Adult: Sexes similar. Crown black, except for a white forecrown. Several (four or five) white plumes extend from the rear of the crown, ca 200-230 in length. Back and wings light gray. Breast, hindneck, and under surface of the wing are light cream-buff. Belly white. Neck is thick for a heron (Kushlan and Hancock 2005).
The creamy or yellowish color of the neck, breast and underwing have been described as an alternate (“breeding”) plumage (Wetmore 1965, Ridgley and Gwynne 1989, Blake1977, Hancock and Elliott 1978). Most ardeids do not have an alternate plumage (Pyleand Howell 2004), however, so it is unlikely that the creamy color is acquired through a molt.
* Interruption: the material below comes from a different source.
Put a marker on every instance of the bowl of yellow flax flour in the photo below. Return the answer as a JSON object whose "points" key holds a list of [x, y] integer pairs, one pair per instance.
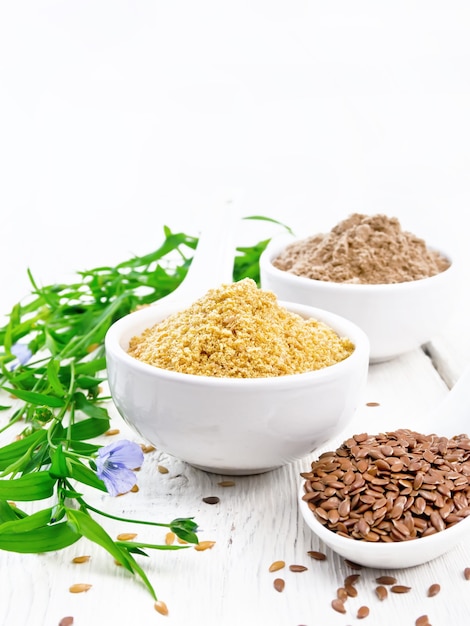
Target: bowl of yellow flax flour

The cream colored neck may simply represent the definitive plumage (Odgen andThomas 1985), or perhaps is a result of preening from the patches of powder-down feathers, as it is in the Whistling Heron (Syrigma sibilatrix) (Hancock and Elliott 1978).
Juvenile: Similar to adult, but paler gray above, and with shorter nuchal plumes. Also the crown may be streaked with gray (Ridgely and Gwynne 1989).
Relationships to other herons uncertain. Described by Boddaert in 1783 as Ardea pileata, with a type locality of Cayenne. The monotypic genus Pilherodias was described in 1855 by Bonaparte. Bock (1956) placed the Capped Heron within the subfamily Ardeinea, tribe Nycticoracini, and genus Nycticorax, based on similarities in the adult plumage. However, at the time there were no immature specimens of pileatusfor comparison with the other immature night-herons, which are brown with elongated spots (Bock 1956). This lack of a well defined immature plumage (Wetmore 1965), along with its feeding behavior (Haverschmidt 1958), separates the Capped Heron from the night-herons. Payne and Risley (1976) suggested that morphologically the Capped Heron is more similar to Ardea than to Nycticorax. Unfortunately, recent molecular work on heron relationships has not included the Capped Heron (e.g., Sheldon 1987, Sheldon et al. 1995, Sheldon and Slikas 1997, Sheldon et al. 2000).